Required Audits and Assessments

The Security Risk Assessment

  • Required by HIPAA’s Security rule, this assessment helps covered entities and their business associates identify potential areas for concern within PHI breaches and ensure compliance to HIPAA’s safeguards.
  • OCR and the Office of the National Coordinator for Health Information Technology (ONC) developed a downloadable SRA tool to help guide small and medium-sized providers through this process.
  • Typically conducted every year to every other year.

Privacy Rule Audit

This audit from HIPPA Journal covers the two basic requirements of the Privacy Rule: "to protect individually identifiable health information from non-authorized use and disclosure, and to give individuals rights over their PHI." To accomplish this, several sets of standards must be complied with:

  • Designate a HIPAA Privacy Officer
  • Understand what constitutes PHI
  • Permissible Uses and Disclosures
  • Procedures for Obtaining Authorizations
  • Notices of Privacy Practices
  • Procedures for Responding to Requests for Privacy Protection
  • Procedures for Responding to Requests for Access, Correction, and Transfer
  • Procedures for Maintaining an Accounting of Disclosures
  • Workforce Training
  • Documentation

HITECH Subtitle D Privacy Audit

This audit from UpGuard focuses on the HITECH Subtitle B provisions that hold business associates to the same standards and regulations of privacy compliance while improving on existing compliance standards. This audit requires organizations to implement policies and procedures regarding breach notification, and require workforce training on these policies.

Physical Site Audit

From telehealth.org, this is an audit of the physical office or facilities where PHI is being stored to help ensure safety of physical PHI.

Asset and Device Audit

This audit requires covered entities to put in place policies related to the security and protection of electronic media and relevant devices. This means that covered entities must make sure they are creating and using clear policies around the devices or electronic systems they use to collect and store PHI. When audited, the auditors will look for established and practiced security policies and protections.

Security Standards Audit

This audit requires covered entities to implement policies and procedures that comply with the Security Rule and it requires organizations to review these policies and procedures each year. Similar to the audit requirements for asset and device audits, this means that covered entities must establish clear guidance and policy around security standards to ensure that PHI is protected in digital spaces. The audit will look for these clear and explicitly stated policies and procedures during the audit process.

HIPAA vs. 42 CFR Part 2

While HIPAA and 42 CFR Part 2 are separate regulations—with 42 CFR Part 2 passed over twenty years prior to the passage of HIPAA—they are often both used to describe data protections in mental health and substance use disorder treatment settings.

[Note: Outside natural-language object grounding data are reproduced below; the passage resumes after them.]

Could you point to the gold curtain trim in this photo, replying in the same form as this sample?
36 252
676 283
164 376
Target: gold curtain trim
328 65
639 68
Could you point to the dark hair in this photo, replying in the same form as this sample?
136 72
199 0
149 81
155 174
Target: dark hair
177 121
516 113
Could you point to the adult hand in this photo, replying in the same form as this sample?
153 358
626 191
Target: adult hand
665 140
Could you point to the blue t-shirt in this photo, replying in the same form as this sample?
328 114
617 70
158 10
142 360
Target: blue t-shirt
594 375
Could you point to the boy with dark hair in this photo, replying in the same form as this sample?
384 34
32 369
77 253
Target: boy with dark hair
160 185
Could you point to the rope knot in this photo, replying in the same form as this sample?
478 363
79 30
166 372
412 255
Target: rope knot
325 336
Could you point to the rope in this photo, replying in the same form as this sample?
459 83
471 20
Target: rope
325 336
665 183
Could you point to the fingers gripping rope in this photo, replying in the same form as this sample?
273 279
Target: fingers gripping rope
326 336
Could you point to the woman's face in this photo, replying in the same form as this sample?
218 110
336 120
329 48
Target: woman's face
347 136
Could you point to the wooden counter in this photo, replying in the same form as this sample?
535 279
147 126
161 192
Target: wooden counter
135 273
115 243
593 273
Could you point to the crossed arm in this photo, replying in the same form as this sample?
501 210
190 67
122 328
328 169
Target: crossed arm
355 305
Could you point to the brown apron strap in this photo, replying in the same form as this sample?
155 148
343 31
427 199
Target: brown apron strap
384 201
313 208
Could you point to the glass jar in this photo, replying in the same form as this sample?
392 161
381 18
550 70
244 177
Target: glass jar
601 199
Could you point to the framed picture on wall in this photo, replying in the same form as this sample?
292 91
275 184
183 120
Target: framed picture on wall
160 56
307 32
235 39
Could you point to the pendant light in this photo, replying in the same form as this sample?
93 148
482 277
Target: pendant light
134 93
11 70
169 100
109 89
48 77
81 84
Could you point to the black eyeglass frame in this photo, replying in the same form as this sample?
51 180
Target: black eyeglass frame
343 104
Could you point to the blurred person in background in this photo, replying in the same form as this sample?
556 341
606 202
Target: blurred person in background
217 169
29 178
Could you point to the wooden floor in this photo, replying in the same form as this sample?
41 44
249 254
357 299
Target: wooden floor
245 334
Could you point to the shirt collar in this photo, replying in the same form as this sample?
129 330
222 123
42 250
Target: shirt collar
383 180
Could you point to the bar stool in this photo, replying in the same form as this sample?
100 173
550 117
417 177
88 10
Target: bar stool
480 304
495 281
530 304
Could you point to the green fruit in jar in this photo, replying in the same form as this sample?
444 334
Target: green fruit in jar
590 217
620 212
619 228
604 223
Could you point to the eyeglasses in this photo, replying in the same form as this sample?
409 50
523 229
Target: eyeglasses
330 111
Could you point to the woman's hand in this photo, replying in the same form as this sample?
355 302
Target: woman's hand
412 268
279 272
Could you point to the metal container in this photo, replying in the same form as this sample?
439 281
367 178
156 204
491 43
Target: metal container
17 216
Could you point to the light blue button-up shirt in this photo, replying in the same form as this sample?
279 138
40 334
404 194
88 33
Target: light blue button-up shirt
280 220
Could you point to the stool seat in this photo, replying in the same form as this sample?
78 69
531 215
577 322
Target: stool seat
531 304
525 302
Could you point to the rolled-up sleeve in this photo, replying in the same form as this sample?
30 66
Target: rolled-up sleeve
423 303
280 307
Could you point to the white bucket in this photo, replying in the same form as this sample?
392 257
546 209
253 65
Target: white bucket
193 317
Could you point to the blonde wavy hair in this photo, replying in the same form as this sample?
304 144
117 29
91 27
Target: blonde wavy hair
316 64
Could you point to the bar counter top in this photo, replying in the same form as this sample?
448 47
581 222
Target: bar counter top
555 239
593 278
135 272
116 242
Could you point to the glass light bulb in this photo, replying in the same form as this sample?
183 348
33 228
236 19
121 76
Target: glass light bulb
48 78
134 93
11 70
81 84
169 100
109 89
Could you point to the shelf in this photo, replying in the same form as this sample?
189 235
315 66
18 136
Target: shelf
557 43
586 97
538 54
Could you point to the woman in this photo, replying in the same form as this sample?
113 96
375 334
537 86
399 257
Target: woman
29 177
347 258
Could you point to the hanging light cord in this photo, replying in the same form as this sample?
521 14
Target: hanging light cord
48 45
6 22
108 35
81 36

42 CFR Part 2 includes regulations that protect patient records created by federally-assisted programs for the treatment of substance use disorders (SUDs). This information is protected separately from HIPAA and includes federally-funded programs or practitioners that take public insurance and “hold themselves out as” SUD treatment providers.

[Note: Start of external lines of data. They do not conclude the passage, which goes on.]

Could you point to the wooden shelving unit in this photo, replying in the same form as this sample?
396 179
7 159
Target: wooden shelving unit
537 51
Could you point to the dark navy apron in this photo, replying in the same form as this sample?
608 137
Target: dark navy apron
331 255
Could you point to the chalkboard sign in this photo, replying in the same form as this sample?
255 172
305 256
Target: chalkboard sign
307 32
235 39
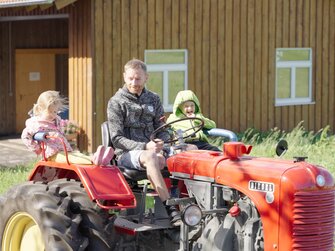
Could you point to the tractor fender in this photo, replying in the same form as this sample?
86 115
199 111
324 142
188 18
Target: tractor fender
104 184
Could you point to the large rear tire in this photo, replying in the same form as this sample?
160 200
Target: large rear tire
54 216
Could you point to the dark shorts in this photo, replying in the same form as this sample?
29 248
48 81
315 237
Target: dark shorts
131 160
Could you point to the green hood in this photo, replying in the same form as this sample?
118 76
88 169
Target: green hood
182 97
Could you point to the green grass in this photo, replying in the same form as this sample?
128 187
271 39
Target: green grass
10 176
318 147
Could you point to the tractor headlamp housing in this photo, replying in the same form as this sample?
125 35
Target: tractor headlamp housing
320 180
191 215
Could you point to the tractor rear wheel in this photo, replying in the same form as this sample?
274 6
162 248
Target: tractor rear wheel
54 216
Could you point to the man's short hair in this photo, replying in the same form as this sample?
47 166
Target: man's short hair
135 64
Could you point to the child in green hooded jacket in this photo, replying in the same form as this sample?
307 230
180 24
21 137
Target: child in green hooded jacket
185 105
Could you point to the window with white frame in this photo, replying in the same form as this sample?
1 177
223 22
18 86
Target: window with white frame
167 74
293 76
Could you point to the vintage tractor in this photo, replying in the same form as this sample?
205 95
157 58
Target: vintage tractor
229 201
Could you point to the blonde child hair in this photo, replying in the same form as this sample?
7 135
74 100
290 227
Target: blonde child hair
49 99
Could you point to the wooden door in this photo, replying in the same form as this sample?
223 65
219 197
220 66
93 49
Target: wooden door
34 74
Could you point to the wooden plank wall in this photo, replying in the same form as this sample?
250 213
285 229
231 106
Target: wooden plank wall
81 92
231 45
36 34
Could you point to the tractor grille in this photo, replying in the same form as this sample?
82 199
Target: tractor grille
314 217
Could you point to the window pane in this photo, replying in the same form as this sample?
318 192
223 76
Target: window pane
302 80
165 57
176 84
155 83
293 55
283 83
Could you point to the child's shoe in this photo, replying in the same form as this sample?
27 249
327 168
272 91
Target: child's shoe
98 156
108 156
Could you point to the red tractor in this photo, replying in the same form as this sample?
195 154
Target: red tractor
229 201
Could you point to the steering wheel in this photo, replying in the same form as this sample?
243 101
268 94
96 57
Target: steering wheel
177 135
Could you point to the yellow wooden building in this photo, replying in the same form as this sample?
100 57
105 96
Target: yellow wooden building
252 63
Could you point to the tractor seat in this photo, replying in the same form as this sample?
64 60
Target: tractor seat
129 174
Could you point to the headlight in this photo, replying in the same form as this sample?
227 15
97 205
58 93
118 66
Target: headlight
320 180
191 215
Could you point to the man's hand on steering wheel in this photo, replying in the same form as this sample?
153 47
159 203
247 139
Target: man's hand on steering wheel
155 144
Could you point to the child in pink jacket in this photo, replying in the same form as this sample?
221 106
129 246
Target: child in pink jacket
45 119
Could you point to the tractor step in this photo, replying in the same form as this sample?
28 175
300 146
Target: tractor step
132 228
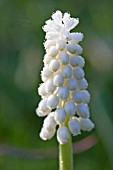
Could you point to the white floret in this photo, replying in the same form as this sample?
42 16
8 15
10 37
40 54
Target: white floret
66 35
78 73
53 51
42 113
70 108
49 43
50 88
52 101
83 110
85 96
57 17
51 35
69 22
74 48
77 37
82 84
42 89
58 80
60 115
74 126
46 73
47 59
45 134
61 44
74 61
54 65
49 123
43 105
67 71
64 58
81 61
72 84
77 96
86 124
62 135
63 92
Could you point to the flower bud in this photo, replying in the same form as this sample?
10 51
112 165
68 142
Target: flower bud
58 80
49 43
62 135
78 73
82 84
46 73
67 71
83 110
74 126
42 90
52 101
74 61
63 92
54 65
60 115
81 61
49 123
57 17
77 37
72 84
86 124
64 58
50 88
41 113
47 59
45 134
51 35
85 96
61 44
43 105
77 96
53 51
74 49
70 108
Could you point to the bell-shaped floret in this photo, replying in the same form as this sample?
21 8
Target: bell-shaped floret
63 92
49 122
50 87
83 110
78 73
74 126
60 115
67 72
70 108
54 65
58 80
52 101
46 135
62 135
86 124
64 58
72 84
82 84
77 96
85 96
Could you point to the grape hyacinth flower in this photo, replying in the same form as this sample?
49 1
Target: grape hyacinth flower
64 89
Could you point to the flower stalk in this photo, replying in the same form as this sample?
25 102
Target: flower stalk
64 89
66 156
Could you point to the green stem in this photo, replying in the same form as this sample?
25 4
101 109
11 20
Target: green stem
66 154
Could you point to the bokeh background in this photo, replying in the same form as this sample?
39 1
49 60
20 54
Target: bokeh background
21 55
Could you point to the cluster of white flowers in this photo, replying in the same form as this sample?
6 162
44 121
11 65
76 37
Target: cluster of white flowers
63 91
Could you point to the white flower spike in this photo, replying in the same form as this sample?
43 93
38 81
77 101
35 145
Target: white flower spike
64 87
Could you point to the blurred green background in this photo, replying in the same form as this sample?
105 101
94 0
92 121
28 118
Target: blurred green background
21 55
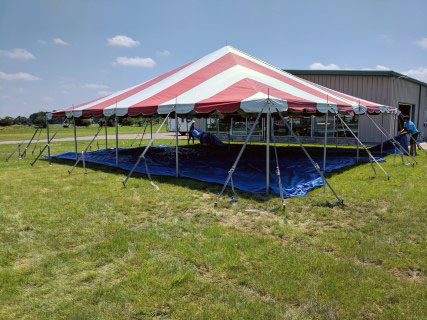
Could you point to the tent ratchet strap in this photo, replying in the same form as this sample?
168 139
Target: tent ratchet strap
85 150
230 173
145 151
393 141
48 143
315 165
366 149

Key differences between 42 CFR Part 2 and HIPAA are:

  • HIPAA allows data disclosure without patient consent for treatment, payment, or health care operations, whereas with Part 2, SUD treatment regulations require a single patient consent or specific exception for this same disclosure.
  • HIPAA-covered entities may share PHI if they have a court order or receive a valid subpoena from a party to the litigation requesting medical records. Part 2 requires a specific court order authorizing disclosure of SUD records.